Yeah you're right , I just can't imagine being in her situation. Her friends are going to get her long term visit visa since the management decided to cancel her existing application with us, what if she is on a visit visa can she still stay here in the UAE and have the baby scans and all? see, we would like to send her home but she chooses not to because of her family's situation in Phil. 

We have diff cultures, we are even diff nationalities but since we are all expats in this country , I guess helping doesn't hurt :-(.


----------



## Gavtek (Aug 23, 2009)

biancacurtis said:


> what if she is on a visit visa can she still stay here in the UAE and have the baby scans and all?

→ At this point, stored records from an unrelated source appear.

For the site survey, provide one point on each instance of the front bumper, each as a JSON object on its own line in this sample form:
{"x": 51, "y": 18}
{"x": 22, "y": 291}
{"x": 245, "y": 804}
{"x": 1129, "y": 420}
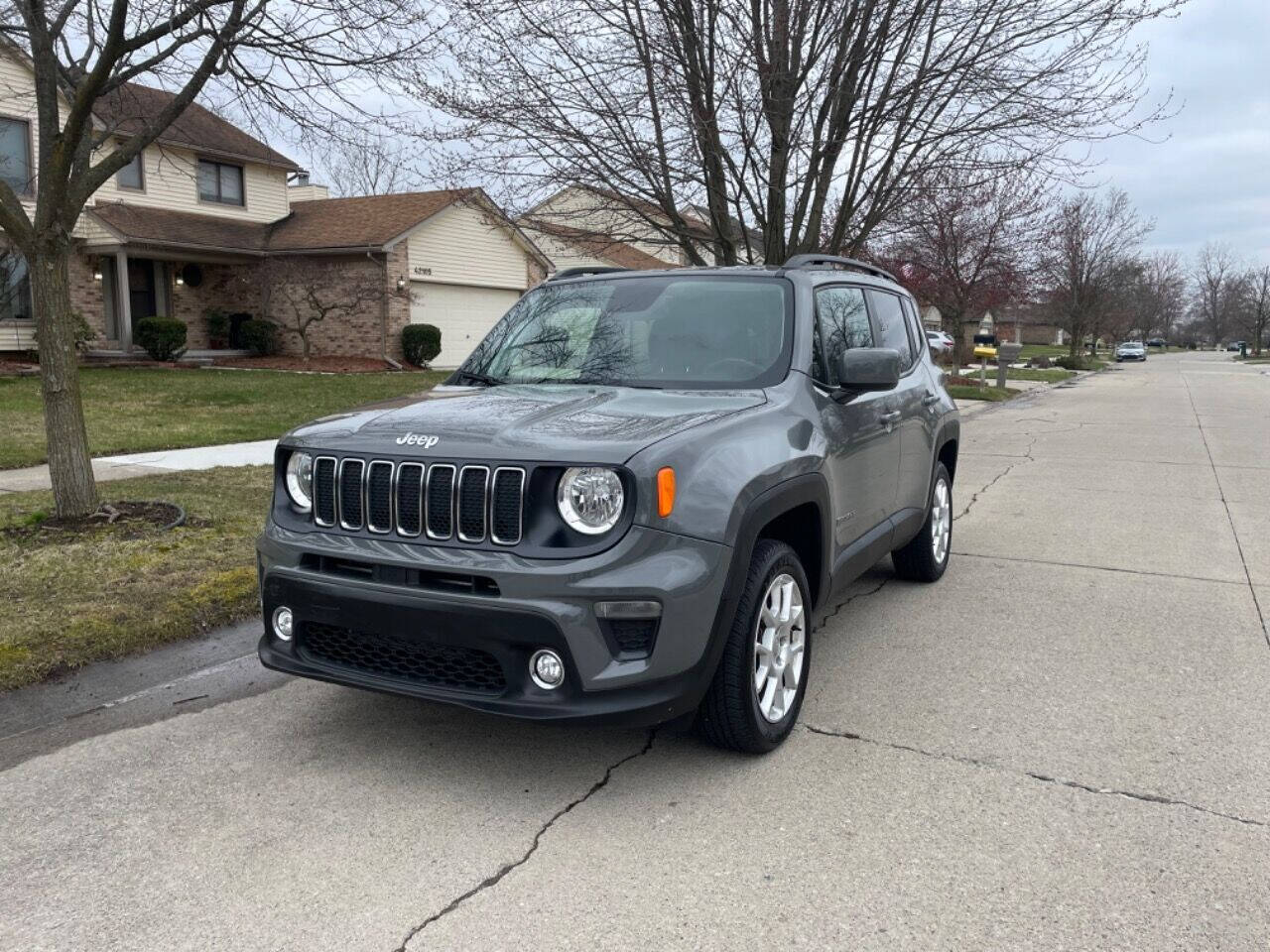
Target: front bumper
{"x": 386, "y": 633}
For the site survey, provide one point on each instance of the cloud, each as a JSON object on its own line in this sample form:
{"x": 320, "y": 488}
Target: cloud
{"x": 1210, "y": 179}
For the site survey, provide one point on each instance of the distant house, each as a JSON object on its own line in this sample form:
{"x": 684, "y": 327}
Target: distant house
{"x": 589, "y": 226}
{"x": 187, "y": 226}
{"x": 1019, "y": 322}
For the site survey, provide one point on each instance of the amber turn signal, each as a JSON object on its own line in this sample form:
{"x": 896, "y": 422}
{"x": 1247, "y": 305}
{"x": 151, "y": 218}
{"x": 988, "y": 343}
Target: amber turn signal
{"x": 665, "y": 492}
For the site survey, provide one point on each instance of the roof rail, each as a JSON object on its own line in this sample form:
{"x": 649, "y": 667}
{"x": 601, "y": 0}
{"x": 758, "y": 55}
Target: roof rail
{"x": 580, "y": 272}
{"x": 816, "y": 261}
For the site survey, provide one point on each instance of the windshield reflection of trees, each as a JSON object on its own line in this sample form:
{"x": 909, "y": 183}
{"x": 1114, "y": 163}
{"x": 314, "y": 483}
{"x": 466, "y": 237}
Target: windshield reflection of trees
{"x": 606, "y": 331}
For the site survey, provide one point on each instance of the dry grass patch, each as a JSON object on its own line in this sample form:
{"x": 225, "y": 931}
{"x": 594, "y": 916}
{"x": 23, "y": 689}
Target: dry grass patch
{"x": 113, "y": 590}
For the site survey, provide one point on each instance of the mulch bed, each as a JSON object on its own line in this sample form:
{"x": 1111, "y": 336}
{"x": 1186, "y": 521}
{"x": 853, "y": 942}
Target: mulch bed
{"x": 128, "y": 518}
{"x": 316, "y": 365}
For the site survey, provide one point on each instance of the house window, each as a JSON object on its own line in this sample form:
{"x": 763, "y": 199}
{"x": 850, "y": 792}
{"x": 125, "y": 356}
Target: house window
{"x": 16, "y": 154}
{"x": 132, "y": 176}
{"x": 14, "y": 287}
{"x": 220, "y": 181}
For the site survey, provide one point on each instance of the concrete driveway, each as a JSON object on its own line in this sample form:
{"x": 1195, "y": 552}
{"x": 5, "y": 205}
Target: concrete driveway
{"x": 1065, "y": 744}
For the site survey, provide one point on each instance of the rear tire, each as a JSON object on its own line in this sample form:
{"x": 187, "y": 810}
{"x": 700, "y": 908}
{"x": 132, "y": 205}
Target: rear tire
{"x": 926, "y": 556}
{"x": 770, "y": 642}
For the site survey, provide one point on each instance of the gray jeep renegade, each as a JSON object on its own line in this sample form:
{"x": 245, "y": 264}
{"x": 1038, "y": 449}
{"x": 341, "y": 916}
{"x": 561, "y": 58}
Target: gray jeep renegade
{"x": 630, "y": 503}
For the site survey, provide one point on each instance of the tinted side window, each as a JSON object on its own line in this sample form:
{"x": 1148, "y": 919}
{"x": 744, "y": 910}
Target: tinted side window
{"x": 843, "y": 322}
{"x": 916, "y": 331}
{"x": 892, "y": 331}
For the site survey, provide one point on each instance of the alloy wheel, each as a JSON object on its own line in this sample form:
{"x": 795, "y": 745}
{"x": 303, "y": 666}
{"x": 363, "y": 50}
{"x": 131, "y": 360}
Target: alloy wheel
{"x": 942, "y": 521}
{"x": 779, "y": 648}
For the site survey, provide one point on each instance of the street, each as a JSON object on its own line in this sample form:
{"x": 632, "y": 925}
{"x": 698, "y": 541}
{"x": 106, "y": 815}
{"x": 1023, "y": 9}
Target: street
{"x": 1064, "y": 744}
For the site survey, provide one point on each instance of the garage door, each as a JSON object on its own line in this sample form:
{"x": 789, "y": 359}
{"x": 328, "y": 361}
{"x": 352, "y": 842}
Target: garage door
{"x": 462, "y": 311}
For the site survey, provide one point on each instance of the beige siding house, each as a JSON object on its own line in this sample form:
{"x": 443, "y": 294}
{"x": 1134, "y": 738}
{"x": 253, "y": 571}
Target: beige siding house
{"x": 190, "y": 225}
{"x": 581, "y": 226}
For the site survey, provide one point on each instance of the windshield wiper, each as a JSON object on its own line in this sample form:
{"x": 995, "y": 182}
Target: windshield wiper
{"x": 479, "y": 377}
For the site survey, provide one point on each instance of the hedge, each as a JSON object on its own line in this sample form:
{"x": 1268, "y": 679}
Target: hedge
{"x": 163, "y": 338}
{"x": 421, "y": 343}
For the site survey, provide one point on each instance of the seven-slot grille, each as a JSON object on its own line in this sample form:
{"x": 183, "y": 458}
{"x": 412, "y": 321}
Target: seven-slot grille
{"x": 444, "y": 502}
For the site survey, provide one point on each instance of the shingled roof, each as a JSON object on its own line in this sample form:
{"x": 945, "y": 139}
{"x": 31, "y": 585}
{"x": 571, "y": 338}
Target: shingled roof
{"x": 318, "y": 225}
{"x": 358, "y": 222}
{"x": 127, "y": 108}
{"x": 183, "y": 229}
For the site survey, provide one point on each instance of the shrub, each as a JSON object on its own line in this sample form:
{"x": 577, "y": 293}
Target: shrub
{"x": 217, "y": 324}
{"x": 259, "y": 335}
{"x": 163, "y": 338}
{"x": 421, "y": 343}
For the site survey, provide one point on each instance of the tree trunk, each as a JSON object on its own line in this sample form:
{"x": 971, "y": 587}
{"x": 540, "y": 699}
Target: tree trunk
{"x": 68, "y": 462}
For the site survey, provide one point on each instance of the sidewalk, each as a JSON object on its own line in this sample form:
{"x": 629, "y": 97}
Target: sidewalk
{"x": 118, "y": 467}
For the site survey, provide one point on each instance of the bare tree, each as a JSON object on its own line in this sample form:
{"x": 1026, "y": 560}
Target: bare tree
{"x": 1087, "y": 249}
{"x": 302, "y": 293}
{"x": 1216, "y": 289}
{"x": 1160, "y": 295}
{"x": 964, "y": 241}
{"x": 289, "y": 59}
{"x": 370, "y": 163}
{"x": 1252, "y": 313}
{"x": 802, "y": 118}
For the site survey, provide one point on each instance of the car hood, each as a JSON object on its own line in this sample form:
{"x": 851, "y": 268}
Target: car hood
{"x": 522, "y": 421}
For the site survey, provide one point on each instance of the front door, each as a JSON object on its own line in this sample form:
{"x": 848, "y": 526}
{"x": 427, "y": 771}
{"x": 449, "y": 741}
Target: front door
{"x": 143, "y": 298}
{"x": 862, "y": 445}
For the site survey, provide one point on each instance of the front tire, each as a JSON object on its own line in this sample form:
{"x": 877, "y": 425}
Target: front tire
{"x": 758, "y": 687}
{"x": 926, "y": 556}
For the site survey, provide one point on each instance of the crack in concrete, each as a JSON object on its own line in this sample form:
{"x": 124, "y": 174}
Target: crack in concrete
{"x": 490, "y": 881}
{"x": 1229, "y": 518}
{"x": 1033, "y": 774}
{"x": 1019, "y": 461}
{"x": 1096, "y": 567}
{"x": 837, "y": 608}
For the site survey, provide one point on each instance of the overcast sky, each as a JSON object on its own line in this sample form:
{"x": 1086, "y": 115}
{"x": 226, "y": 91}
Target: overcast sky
{"x": 1210, "y": 180}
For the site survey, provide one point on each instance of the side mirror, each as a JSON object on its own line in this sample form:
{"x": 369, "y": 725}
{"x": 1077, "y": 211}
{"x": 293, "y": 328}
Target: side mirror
{"x": 866, "y": 368}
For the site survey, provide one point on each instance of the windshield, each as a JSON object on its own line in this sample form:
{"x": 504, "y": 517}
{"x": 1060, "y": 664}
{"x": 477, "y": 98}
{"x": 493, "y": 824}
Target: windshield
{"x": 674, "y": 331}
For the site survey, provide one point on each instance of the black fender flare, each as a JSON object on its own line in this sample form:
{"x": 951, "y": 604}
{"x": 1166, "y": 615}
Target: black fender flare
{"x": 785, "y": 495}
{"x": 949, "y": 429}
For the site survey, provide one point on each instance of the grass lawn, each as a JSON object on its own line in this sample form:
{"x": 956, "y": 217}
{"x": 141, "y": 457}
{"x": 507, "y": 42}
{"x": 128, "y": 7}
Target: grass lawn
{"x": 131, "y": 411}
{"x": 993, "y": 394}
{"x": 116, "y": 590}
{"x": 1051, "y": 376}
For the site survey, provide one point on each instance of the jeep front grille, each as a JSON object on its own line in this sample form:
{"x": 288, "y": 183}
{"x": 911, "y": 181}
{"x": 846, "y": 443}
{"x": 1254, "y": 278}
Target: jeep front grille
{"x": 444, "y": 502}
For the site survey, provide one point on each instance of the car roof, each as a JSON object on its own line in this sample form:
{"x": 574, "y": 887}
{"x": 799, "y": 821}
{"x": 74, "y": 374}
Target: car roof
{"x": 816, "y": 275}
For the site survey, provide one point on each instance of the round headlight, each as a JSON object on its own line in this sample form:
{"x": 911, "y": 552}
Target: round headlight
{"x": 300, "y": 480}
{"x": 590, "y": 499}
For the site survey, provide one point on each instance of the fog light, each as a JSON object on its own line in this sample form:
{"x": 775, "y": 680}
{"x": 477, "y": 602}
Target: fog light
{"x": 547, "y": 669}
{"x": 282, "y": 624}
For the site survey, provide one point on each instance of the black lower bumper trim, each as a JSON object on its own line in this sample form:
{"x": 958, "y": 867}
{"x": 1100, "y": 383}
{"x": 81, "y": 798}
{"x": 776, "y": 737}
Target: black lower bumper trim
{"x": 440, "y": 643}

No, send her home before she ends up in jail, or send her somewhere else where she can get visa on arrival like Thailand or something, not that it can be a long term solution as she'll need to pay for scans and delivery no matter where she is and without a job, that'll be impossible.


----------



## w_man (Apr 16, 2010)

biancacurtis said:


> what if she is on a visit visa can she still stay here in the UAE and have the baby scans and all? see, we would like to send her home but she chooses not to because of her family's situation in Phil.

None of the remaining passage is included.